Kissing One's Fear of Death Goodbye

Posted by Venerable High Pope Swanage I, Cogent Animal of Our Lady of Discord 16 September 2007 at 08:07AM

Today is September the 16th, which means that five days ago was September 11th, 2007. I do not particularly like the scale of memorializing that occurs over the events of that day six years ago. And I am not just a callous, insensitive fool, as I'd attended the wedding of one of the victims killed that day merely one month prior.

No, the reason I bring up the 11th of September is because five days ago was the last time I was discussing the fear of death.
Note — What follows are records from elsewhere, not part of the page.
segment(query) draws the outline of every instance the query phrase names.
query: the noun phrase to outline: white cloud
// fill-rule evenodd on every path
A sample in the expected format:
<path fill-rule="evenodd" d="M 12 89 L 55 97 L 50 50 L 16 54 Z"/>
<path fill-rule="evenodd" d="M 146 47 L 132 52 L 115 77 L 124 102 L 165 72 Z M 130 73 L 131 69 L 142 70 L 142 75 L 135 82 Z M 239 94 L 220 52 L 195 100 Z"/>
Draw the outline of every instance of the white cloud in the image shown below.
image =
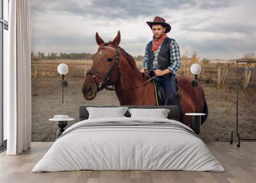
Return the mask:
<path fill-rule="evenodd" d="M 145 22 L 160 15 L 171 24 L 168 36 L 182 54 L 196 51 L 201 58 L 235 58 L 255 52 L 254 1 L 166 0 L 156 6 L 151 1 L 31 1 L 32 51 L 94 52 L 97 31 L 109 41 L 120 30 L 120 46 L 143 55 L 152 38 Z"/>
Many of us learn to fear dying, though not through any innate aspect of being human. It is only through us each inuring the innocent into an incomprehensible idée fixe that we may not have a conclusion to these lives we each lead, that this fear is bred. Do not get me wrong, I enjoy this life every bit as much, and I would even hazard to say far more, than the next chap. There is an end to everything, to good things as well. I think this is an axiom we each can accept on a rational basis. Many people find themselves capable of, in moments of quiet leisure and safety, embracing the concept in regards to their own mortality. Others are indoctrinated into a belief that the essence of our being persists and goes to an entirely different plane of existence after the body dies. And there are even those who hold the belief that essence returns in the form of some other life.

Having never died personally, I cannot claim with veracity who is right. I do know that when truly faced with potential doom, many, even those who in times of calm and reason can attempt to accept it, still revolt at the thought. I've been prone to flirting with death for some years now, and have had the good fortune never to consummate such flirtations. I find it difficult, personally, to recall the last time which I was gripped with a legitimate fear of impending doom.

I like to think that it is possible to rationally train oneself away from fearing mortality, to accept that it is impending in our lives some day. To reject anxiety when faced with a situation of danger. To every time one's mortal fear rises, to quell it and push it back down until it never rises. To conquer the fear of death, knowing full well there will come a day with death will conquer us each. For me, it is freeing, not a morbid obsession but the justification to take each day and live it happily, peacefully, and contented.